J'étais triste, mais je pensais à trop de choses pour pleurer.
« - Ukiyoe était dans l'armée plus jeune, me dit son camarade avec qui j'avais entamé une timide conversation. À la fin de la guerre, on ne paya pas les soldats ayant participé, ni remboursé les familles des morts. On nous oublia tout simplement, car on était des monstres avides de guerre. Tout le monde s'emporta, et une résistance fut montée. Rien de très imposant, juste des manifestations et des turbulences ça et là. Sauf que Ukiyoe, qui entre temps, s'est fait une amie, avait renoué avec sa famille et a porté un enfant, était contre. Et lors d'une manifestation où il était malencontreusement présent, il y eût un choc entre l'armée et les rebelles, avec des civils pris dans la mêlée. Puis... une balle avait frappé sa sœur, et la foule fuyante avait piétiné et enterré son enfant vivant. Depuis, il nous voue de la haine et du mépris, et c'est, à vrai dire, tout ce qu'on méritait.
- Non. Ce n'est pas votre faute, ni celle de personne. Ça ne devait pas arriver.
- Non. C'est arrivé et on ne peut rien y faire.
- C'est de la faute de la guerre.
- Ah! Cette bonne vieille fichue guerre ! Il est facile de tout lui coller sur le dos, n'est-ce pas ?
Il m'apprit également que les deux enfants furent pris sous la tutelle du gouverneur qui tenait un endroit spécial pour ceux sans parents ni tuteurs. Ukiyoe avait tout prévu pour eux.
« - Qu'allez-vous faire maintenant ?, me demanda-t-il.

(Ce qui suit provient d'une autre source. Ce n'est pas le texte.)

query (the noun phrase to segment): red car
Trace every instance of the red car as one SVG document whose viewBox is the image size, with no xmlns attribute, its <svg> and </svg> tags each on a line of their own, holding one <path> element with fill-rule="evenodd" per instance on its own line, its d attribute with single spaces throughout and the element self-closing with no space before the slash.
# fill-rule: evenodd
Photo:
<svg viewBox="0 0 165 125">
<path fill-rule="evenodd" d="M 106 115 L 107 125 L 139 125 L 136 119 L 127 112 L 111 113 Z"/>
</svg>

- Partir ailleurs, je suppose.
Oui, c'est ça. Fuir l'illusoire danger. Fuir de la scène. Fuir la vérité. Fuir la vie. C'est tout ce que je savais faire. Je me sentis subitement inutile et insignifiante. Le résidu d'un monde que je fuyais.

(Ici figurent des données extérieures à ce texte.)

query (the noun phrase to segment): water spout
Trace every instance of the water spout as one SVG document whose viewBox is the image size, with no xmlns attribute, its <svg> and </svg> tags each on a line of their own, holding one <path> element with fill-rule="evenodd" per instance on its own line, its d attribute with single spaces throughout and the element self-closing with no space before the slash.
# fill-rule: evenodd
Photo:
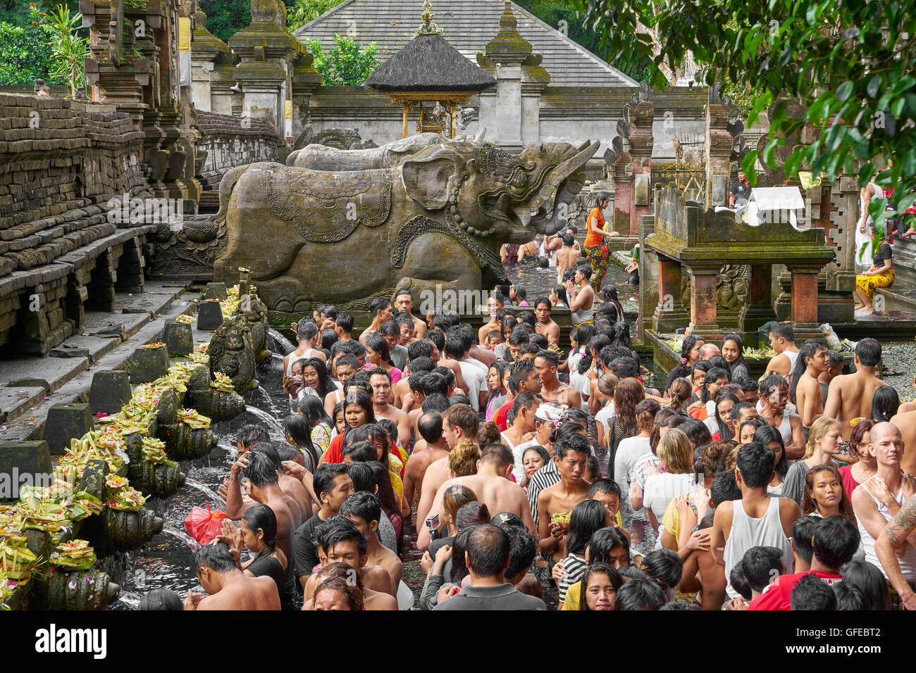
<svg viewBox="0 0 916 673">
<path fill-rule="evenodd" d="M 245 405 L 245 410 L 252 416 L 256 416 L 258 418 L 267 423 L 267 429 L 272 430 L 272 434 L 276 436 L 278 440 L 282 440 L 286 437 L 286 433 L 283 432 L 283 426 L 280 425 L 280 422 L 278 420 L 276 416 L 268 414 L 264 409 L 259 409 L 256 407 L 252 407 L 251 405 Z"/>
<path fill-rule="evenodd" d="M 279 350 L 283 352 L 284 355 L 288 355 L 296 350 L 296 347 L 289 342 L 289 340 L 277 331 L 274 328 L 268 328 L 267 334 L 273 338 L 274 342 L 278 346 Z"/>
<path fill-rule="evenodd" d="M 223 499 L 223 496 L 213 491 L 213 489 L 210 488 L 207 484 L 201 483 L 196 479 L 185 479 L 184 485 L 191 486 L 191 488 L 200 491 L 204 495 L 213 498 L 213 504 L 218 505 L 221 509 L 226 508 L 226 501 Z"/>
<path fill-rule="evenodd" d="M 167 526 L 162 529 L 162 532 L 168 533 L 172 537 L 177 537 L 181 540 L 184 544 L 188 545 L 191 551 L 197 551 L 201 548 L 201 543 L 185 533 L 183 530 L 179 530 L 171 526 Z"/>
</svg>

Je ne pouvais toujours pas faire face à rien de ce qui m'entoure, car je n'ai rien fait. J'ai été neutre aux événements. Je n'ai rien tenté. Je ne les subis même pas. Je suis juste un spectateur stupide qui s'étonne sans saisir. Je suis toujours la même enfant peureuse et ignorante qui était venue trouver refuge.

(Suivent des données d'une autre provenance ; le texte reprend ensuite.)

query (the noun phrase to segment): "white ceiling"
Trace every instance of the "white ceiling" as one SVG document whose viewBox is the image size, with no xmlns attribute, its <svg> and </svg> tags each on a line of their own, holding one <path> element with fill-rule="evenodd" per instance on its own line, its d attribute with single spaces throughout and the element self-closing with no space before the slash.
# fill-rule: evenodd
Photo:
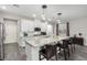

Et il n'y avait pas de quoi s'entêter à rester. Sans Ukiyoe, la cité avait repris son attitude hostile dans mon esprit. Plus rien ne me retenais, à part peut-être Ao qui était venu me dire adieu, et me confier sa peur de l'inconnu.
« - Je ne peux pas venir avec vous?, me demanda-t-il.
- Tu sais bien que tu dois rester ici avec ton frère.
- Ce n'est pas mon frère.
- C'est ta cité ici. Tu y sera bien. Tous les gens ne sont pas si mauvais.
Je lui caressait la tête, et il se jeta contre ma poitrine et fondit en larmes. Je lui tapotait le dos. Si maigre, si petit face au reste. Au fond, je comprends sa peine : il vient de perdre son tuteur. Et pourtant, il arrive à me sourire encore.
Non, cet enfant est bien plus fort que moi, à bien des aspects.
A force de câlins, il finit par rire faiblement, et sauta encore une fois dans mes bras. Je le caressais machinalement, avec le plus d'affection qu'il m'était possible d'y mettre.
Je recitai ensuite cette myriade de termes réconfortants, puis m'en allais. Je ne croyais pas à un mot de ce que j'avais dis, mais il fallait bien redonner courage et espoir aux autres. C'est le rôle de tout soigneur et aide-soigneur, et c'est tout ce que je savais faire.
- Quand tu seras grand tu comprendra, avais-je finis par dire. En attendant, vis. Tu es assez fort pour ça.
Au fond, je me sentais coupable de penser autant à moi, mais c'est comme ça : Pendant tout ce long discours, je ne pensais qu'à où j'allais partir et quel chemin prendre.
Je quittai donc la cité rapidement en me répétant :
Le meilleur jour est un jour sans imprévu.